Choice of Product Architecture, Product Quality, and Intra-Firm Coordination: Theory and Evidence Choice of Product Architecture, Product Quality, and Intra-Firm Coordination: Theory and Evidence
2012
Coordination within organizations has been recognized as an issue of central importance in the organizational economics literature, where the degree of interdependence between individuals’ actions is taken as given. In reality, however, the degree of interdependence is affected by the choice of an organization’s strategy, and hence there are inter-relationships among the interdependence of individuals’ actions within organizations, their ability to coordinate their actions, and the choice of the organization’s strategy. We explore these inter-relationships by focusing on coordination between engineers. In our theoretical model, we consider a firm that designs and sells a product which consists of two components, 1 and 2. Engineer i (= 1, 2), who is in charge of the design of component i, attempts to maximize component i’s quality (local quality). The degree to which designs of different components interact with each other is a key determinant of success in product development. In this context, previous research on product design has found that product architecture is a useful concept. In our model, a firm can increase the product’s global quality by increasing the integrality of the product’s architecture. Higher integrality, however, also increases the degree of interaction between the two components’ designs, making coordination between engineers more important. We hypothesize that the longer the engineers work together the better they can coordinate their actions. Our model yields the following testable prediction: “As consumers’ valuation of product quality increases, the firm invests more to reduce engineers’ turnover rate. A lower turnover rate, in turn, increases the integrality of the product architecture.” We investigate this prediction empirically by analysing data we collected through administration of questionnaire surveys to manufacturing and software companies in Japan, Korea, and China.

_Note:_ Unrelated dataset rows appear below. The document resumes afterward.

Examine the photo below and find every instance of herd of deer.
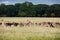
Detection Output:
[0,21,60,27]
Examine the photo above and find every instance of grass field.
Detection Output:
[0,18,60,40]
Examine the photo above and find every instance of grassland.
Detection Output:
[0,18,60,40]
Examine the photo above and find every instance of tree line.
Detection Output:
[0,2,60,17]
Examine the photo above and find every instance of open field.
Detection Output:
[0,27,60,40]
[0,17,60,40]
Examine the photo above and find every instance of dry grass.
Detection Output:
[0,18,60,40]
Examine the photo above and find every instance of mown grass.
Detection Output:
[0,27,60,40]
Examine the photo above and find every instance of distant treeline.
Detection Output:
[0,2,60,17]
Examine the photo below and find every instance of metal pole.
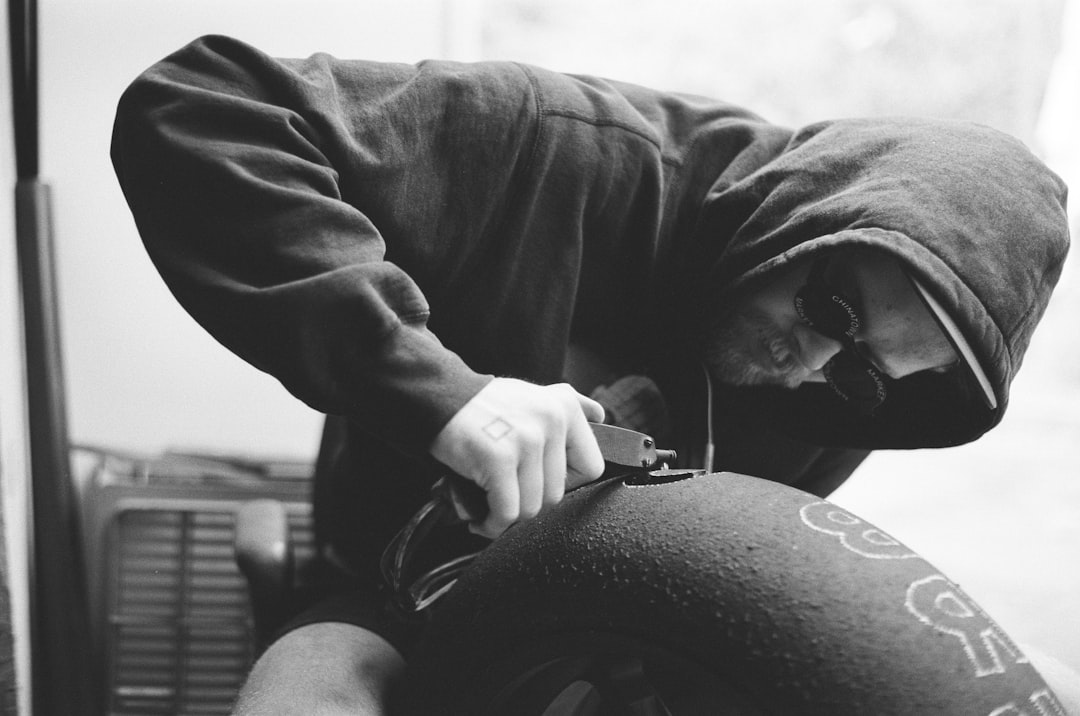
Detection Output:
[9,0,99,716]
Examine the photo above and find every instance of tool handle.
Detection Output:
[431,472,488,523]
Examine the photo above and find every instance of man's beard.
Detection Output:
[705,310,806,389]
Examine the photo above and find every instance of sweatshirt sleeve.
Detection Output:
[111,38,490,452]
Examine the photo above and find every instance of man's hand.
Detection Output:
[431,378,604,539]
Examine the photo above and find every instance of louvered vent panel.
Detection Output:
[108,509,312,716]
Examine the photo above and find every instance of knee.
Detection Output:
[233,622,405,716]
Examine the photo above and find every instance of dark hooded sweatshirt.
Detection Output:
[112,37,1068,568]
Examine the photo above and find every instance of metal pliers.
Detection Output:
[381,423,676,614]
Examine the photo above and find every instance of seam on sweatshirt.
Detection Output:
[514,63,546,182]
[544,107,660,151]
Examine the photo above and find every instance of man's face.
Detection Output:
[706,248,958,389]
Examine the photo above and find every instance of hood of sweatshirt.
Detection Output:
[694,118,1069,448]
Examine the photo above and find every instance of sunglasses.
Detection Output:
[795,257,888,415]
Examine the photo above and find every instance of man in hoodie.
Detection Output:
[112,37,1068,713]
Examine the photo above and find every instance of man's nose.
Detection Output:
[793,323,842,371]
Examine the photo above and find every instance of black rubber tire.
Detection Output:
[406,473,1064,716]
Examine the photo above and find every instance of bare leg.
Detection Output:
[233,622,405,716]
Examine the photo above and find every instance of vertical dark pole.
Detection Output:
[9,0,99,716]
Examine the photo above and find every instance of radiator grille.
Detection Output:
[106,501,311,716]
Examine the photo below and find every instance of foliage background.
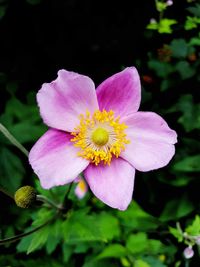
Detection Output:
[0,0,200,267]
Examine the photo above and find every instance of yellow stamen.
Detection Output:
[92,128,109,146]
[71,110,129,165]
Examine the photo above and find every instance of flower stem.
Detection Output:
[0,123,29,157]
[0,187,14,199]
[62,183,73,209]
[0,213,57,245]
[36,195,63,210]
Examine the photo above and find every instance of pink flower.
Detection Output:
[183,246,194,259]
[74,176,88,199]
[29,67,177,210]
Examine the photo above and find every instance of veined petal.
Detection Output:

A novelty of our questionnaire survey is that it measures the integrality of product architecture with a continuous variable ranging from 0 to 100, whereas previous studies on product architecture are based on a dichotomy of modular or integral architecture. We test our theoretical prediction by the two-stage least squares procedure, and find empirical support for our theoretical prediction in Japan and China but not in Korea. We discuss possible reasons for the lack of empirical support in Korea.